Some utilities have seen change in the market — represented by distributed energy resources (including, but not limited to, rooftop solar), battery energy storage, smart thermostats like the NEST, the ability of customers to buy back-up generators at DIY stores, flat or declining load growth, declining cost of renewable generation, regulatory mandates for renewables, and so on — and have worked hard to get on the right side of change, largely by becoming more attuned to what their customers want.
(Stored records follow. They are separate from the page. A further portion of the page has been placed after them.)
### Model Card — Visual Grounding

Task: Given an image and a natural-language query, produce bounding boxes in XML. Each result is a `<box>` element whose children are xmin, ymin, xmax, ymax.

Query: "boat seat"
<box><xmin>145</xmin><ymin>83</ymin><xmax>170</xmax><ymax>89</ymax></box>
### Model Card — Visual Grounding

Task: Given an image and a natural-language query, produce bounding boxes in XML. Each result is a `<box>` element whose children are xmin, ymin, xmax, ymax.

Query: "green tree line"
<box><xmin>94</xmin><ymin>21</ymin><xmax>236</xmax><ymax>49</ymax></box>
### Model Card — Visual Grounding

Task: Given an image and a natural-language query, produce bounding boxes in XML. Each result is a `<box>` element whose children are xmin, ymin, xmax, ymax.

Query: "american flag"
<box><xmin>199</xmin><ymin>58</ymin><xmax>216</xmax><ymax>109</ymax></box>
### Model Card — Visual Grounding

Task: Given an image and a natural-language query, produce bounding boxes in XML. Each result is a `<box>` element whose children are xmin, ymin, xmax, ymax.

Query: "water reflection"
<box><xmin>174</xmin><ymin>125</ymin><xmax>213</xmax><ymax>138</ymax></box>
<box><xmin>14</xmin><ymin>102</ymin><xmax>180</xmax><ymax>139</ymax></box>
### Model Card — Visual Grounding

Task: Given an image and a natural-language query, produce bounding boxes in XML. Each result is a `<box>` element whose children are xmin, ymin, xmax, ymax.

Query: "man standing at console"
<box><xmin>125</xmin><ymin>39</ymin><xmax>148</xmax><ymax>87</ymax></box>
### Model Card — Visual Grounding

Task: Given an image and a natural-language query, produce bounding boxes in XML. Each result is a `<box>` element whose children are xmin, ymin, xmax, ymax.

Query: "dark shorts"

Others, perhaps a lot of others, still have their doubts.
A Brand Can Dispel Distrust, Create the Benefit of the Doubt
A second speaker, Rachel McGuire, a former utility communications manager and the founder and president of RMG Communications, made a few compelling points about the importance of a utility’s brand:
- To those who say utilities don’t need to brand (or advertise), she pointed out that studies have shown a majority of people distrust their utility and government
- Customers perceive utilities as faceless, heartless entities
- Customers find it difficult to differentiate services from different utilities and agencies
- Having a clear, differentiated position in the market (i.e., a distinct brand) helps utilities stand out in a cluttered communications market and positions a utility as a trusted source of information
- Companies with a recognized brand get the benefit of the doubt from customers when there’s a service snafu or a public controversy
“If you’re not telling your story,” she said, “someone else will — and it might not be the story you want out there.”
“In your brand, you need to be the best version of yourself,” Rachel continued. The best versions of other companies already are taken.”
Communications tip of the month: Not everyone in the industry believes that having a distinct and favorable brand creates value for utilities. But talk to executives at a utility that has just weathered a problem and you’ll more likely than not hear that having a strong, positive brand shortened their recovery time.
The CMUA panel’s third speaker was DeDe Cordell, communications manager for the Yuba Water Agency, a Northern California multi-purpose water agency. She’s a firm believer in branding, and it’s not because her agency is facing a competitive threat that could cause it to lose customers.
Yuba Water Agency has eight — yes eight — agricultural customers. The agency serves all of Yuba County through flood risk reduction and water supply reliability programs and projects, but area residents had no reason to know about the agency until recently. DeDe’s reason for branding had more to do with projecting a unified face and voice to the community as Yuba Water is now making major investments with its hydropower revenue that are expected to significantly improve the quality of life and prosperity of Yuba County’s residents.
Make Sure Employees are On Board
“For 50 years, we flew under the radar: we had no brand and no one knew who we were,” DeDe told the conference. But after a seven-month effort to launch a new brand, one of her key takeaways was this: “It’s so important that your employees buy into the new brand and are supportive of your efforts, because they are the brand ambassadors in the community.”
So to return to Jack’s question, utilities advertise as one of several ways to communicate with customers. More frequent communication tends to build trust, assuming your deeds fulfill your words. Customer trust is an asset that can’t be valued on a balance sheet, but it does have value. Just ask any utility whose customers have stopped trusting it. The road to recovery is long and steep.
I speak and blog now and again on utility branding, and I’m glad CMUA devoted a panel to the topic. But all the recommendations and anecdotes from a conference podium can only go so far. At some point, as a utility manager who had his doubts about branding once told me, branding is like the Immaculate Conception story in the Bible: either you believe in it, and all that flows from it, or you don’t.